保罗·斯特兰德:没有欺骗和主义的镜头

  • 来源:艺术与设计
  • 关键字:保罗·斯特兰德,相机
  • 发布时间:2016-04-18 10:49

  2016年3月19日,V&A博物馆将为美国伟大的摄影师和电影制作人保罗斯特兰德(Paul Strand,1890-1976年)举行其逝世以来在英国的首次大型回顾展。保罗斯特兰德是20世纪最有影响力的摄影师之一,他完美地结合了纯摄影的出世哲学和纪实摄影的入世精神,以纯艺术的形式赋予了纪实摄影新的定义,他为摄影提供的新美学影响深远。本次展览将展示约200件跨越斯特兰德整个职业生涯的作品,包括他突破性的抽象摄影实验和街头人像,自然和几何的特写镜头,探索足迹遍布美国西南部、墨西哥、英国、法国、意大利、苏格兰、埃及、摩洛哥、加纳和罗马尼亚等地。该展览大部分作品将来自费城艺术博物馆的巡回展,作为摄影收藏重镇,V&A博物馆也将在其珍藏的斯特兰德藏品中挑选数量可观的原作进行展示。

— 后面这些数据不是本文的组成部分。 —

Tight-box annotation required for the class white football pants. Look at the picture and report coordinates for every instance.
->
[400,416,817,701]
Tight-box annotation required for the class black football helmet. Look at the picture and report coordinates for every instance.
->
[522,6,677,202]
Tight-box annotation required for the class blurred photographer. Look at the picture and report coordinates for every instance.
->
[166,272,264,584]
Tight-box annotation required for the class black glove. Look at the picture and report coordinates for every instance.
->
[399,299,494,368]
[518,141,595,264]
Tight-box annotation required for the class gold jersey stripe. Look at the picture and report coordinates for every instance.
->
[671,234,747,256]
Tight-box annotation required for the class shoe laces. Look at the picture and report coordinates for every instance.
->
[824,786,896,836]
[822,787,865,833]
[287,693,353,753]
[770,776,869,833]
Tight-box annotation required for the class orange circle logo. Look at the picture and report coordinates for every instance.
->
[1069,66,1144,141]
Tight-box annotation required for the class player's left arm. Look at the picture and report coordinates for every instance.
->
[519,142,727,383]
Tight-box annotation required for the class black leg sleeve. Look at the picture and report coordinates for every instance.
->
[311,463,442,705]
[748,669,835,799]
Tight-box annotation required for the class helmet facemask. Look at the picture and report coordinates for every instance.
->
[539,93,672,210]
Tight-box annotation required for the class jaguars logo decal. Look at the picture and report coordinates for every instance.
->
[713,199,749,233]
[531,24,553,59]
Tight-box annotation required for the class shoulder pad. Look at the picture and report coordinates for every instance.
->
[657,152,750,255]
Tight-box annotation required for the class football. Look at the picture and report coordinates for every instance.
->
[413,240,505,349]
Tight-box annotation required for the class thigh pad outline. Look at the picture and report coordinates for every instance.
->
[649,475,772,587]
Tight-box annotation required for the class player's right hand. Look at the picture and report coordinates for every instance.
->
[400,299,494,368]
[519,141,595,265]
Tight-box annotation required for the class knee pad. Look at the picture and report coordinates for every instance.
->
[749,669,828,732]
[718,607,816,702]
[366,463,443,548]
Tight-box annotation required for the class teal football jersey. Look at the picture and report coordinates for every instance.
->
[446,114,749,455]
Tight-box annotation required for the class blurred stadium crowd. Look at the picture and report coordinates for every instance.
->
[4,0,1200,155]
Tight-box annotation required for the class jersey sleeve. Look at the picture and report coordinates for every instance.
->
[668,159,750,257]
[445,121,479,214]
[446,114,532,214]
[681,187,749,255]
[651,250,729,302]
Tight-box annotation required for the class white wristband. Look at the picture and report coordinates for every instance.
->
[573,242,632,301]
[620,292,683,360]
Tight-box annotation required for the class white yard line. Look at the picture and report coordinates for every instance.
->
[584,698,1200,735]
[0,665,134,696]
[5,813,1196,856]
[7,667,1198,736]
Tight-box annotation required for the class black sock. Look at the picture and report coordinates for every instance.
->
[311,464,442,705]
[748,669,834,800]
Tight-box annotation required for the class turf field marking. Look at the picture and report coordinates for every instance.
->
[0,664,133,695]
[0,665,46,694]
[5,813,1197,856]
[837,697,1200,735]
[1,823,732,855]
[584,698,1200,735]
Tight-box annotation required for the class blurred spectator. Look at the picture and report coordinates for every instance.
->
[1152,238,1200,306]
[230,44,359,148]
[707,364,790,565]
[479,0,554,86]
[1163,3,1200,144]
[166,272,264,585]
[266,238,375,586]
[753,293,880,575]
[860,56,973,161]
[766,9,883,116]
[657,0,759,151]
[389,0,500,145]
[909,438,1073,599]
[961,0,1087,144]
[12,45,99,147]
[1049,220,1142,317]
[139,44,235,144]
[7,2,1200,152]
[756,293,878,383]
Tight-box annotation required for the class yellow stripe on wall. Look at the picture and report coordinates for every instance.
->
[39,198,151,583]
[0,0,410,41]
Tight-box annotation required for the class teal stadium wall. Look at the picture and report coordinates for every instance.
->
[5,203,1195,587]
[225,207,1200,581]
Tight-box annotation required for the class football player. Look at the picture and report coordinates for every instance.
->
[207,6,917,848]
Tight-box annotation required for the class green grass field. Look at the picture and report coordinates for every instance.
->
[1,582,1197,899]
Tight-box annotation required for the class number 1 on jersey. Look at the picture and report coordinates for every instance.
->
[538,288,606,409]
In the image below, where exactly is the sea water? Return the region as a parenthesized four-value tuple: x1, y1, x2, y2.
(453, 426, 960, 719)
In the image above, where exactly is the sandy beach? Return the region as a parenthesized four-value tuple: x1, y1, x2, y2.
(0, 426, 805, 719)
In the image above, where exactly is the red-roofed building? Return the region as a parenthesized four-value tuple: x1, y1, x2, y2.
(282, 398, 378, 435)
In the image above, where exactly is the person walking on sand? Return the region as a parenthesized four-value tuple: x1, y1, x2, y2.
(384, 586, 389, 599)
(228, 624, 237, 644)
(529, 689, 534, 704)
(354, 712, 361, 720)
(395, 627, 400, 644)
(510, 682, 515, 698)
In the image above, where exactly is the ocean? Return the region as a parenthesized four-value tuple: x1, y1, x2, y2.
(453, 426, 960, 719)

  保罗·斯特兰德是波希米亚和犹太人的后裔,出生于纽约一个中产阶级家庭,12岁时,斯特兰德就拥有了自己的相机。高中时期,斯特兰德在报道摄影的元老路易斯·海因(Lewis Hine,1874-1940年)的影响下开始学习摄影,刘易斯当其时只是一名对摄影有着浓厚兴趣的生物助教,但对斯特兰德来说最有意义的一件事,是1907年刘易斯带他去了第五大街291号的“摄影分离派画廊”,认识了被尊称为“当代摄影之父”的史蒂格立兹(Alfred stieglitz,1864-1946年)及其同僚,从德国留学返美的史蒂格立兹不仅是摄影师,也是一名经销商,更是当时把欧洲当代前卫艺术介绍给美国艺术家的关键人物,这三个身份都让斯特兰德获得益处。1902年,为了使当时的人们认识到摄影不是艺术的陪衬,史蒂格立兹提出了“纯摄影”理论,即“摄影就是摄影”,应该发挥摄影自身的特质,如照片的影像要真实清晰,影调要丰富而层次分明等,这种强调不仅着眼于技术,更在于摄影者的自我表达,这种表达让摄影区别于绘画而独立,史蒂格立兹的倡导具有突破性意义。史蒂格立兹对斯特兰德而言是一位重要的批评家,斯特兰德大约每两年都会带着作品去见他一次,并从他那里得到非常重要的意见,由此,斯特兰德和摄影分离派运动接轨。1915年,斯特兰德整理了一组作品,包括《华尔街》(Wall Street)、《市政厅公园》(City Hall Park)和一些抽象作品带给史蒂格立兹,得到了高度认可,并在291画廊里为斯特兰德举行了第一次展览,不仅如此,史蒂格立兹在他创办的划时代摄影杂志《照相机工作》(Camera Works)中更对斯特兰德大为推崇,甚至用整本专辑的形式给这位年轻人一个不朽的历史性定位,专辑发表了斯特兰德城市景观、夜景、纽约的贫民这三个系列的作品,这些厨房里的锅碗瓢盆和城市景观使他声名大噪。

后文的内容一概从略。